En esos quince minutos mientras esperábamos, Magda se sentó frente a mí con sus grandes ojos recién despiertos. Me llamó la atención su cabellera de carbón, larga y empapada que se acomodaba en una moña improvisada, con una pasividad que daba la sensación de verla en una de esas películas donde las mujeres bellas se mueven en cámara lenta.

Tuve una necesidad urgente  de hablarle, pero a mis diez y seis  años me asaltaban los complejos propios de un adolescente con el rostro invadido por el acné. Así que me detuve a dar vueltas pensando en la forma en que la abordaría. Le diría por ejemplo, que aunque yo no creía a Dios culpable de los destinos del mundo, al mirarla por breves segundos, era innegable la presencia divina en su rostro esbelto.    Después, me acercaría con la excusa de pedirle prestado un lapicero para firmar el libro de retardos, y si fuera el caso le ofrecería mi espalda como apoyo para que hiciera su rúbrica junto a la mía y así ganarme por completo su aprecio.  
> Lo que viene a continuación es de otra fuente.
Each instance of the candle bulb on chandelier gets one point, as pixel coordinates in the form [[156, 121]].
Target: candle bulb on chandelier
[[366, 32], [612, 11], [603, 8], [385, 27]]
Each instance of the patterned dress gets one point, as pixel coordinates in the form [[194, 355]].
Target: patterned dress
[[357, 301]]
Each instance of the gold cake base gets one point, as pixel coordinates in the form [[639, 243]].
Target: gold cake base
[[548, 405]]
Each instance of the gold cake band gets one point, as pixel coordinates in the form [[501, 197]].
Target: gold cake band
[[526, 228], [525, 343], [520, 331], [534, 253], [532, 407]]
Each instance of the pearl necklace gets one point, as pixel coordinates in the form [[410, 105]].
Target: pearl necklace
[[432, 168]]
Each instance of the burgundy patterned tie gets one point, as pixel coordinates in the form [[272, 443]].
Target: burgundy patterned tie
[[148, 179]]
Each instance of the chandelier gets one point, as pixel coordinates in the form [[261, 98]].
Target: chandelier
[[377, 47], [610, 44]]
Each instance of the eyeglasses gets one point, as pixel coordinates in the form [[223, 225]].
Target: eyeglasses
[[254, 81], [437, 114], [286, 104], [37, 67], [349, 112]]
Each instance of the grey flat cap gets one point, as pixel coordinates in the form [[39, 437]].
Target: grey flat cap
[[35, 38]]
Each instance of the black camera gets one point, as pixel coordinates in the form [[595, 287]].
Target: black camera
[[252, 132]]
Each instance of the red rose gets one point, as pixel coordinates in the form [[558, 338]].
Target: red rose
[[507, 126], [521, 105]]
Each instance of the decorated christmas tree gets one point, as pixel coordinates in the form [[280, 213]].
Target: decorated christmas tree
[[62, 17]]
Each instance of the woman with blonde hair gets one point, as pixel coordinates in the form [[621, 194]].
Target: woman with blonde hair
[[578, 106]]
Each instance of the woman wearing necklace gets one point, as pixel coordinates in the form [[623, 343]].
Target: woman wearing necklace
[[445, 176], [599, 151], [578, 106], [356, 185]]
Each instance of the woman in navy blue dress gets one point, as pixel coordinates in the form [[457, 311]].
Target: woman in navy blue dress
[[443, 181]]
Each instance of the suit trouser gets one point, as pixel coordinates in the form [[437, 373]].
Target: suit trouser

No obstante, todos aquellos planes, las tretas y los discursos inteligentes que había planeado pronunciar para llamar su atención, y porque no, robar su corazón para que levitara de amor junto al mío, se desvanecieron de golpe cuando John Jairo, uno de los estudiantes populares, reconocido por su gran historial en el observador del colegio a causa de su altanería y mala conducta, pasó frente al corredor de espera y se detuvo a adular a mi compañera de retraso.

 Por primera vez -debo admitir- los ojos de Magda me inspiraron tristeza. La mirada coqueta que le ofreció a John Jairo en respuesta a sus piropos, derrumbó el castillo de naipes que en mi mente había construido. Vaticiné la pérdida de su amor que realmente nunca fue mío. Ellos se volvieron novios, él la dejó luego, y yo, durante ese único año en el que ella estuvo en el colegio, me convertí en el fiel seguidor de sus ojos colosales y de su largo cabello negro.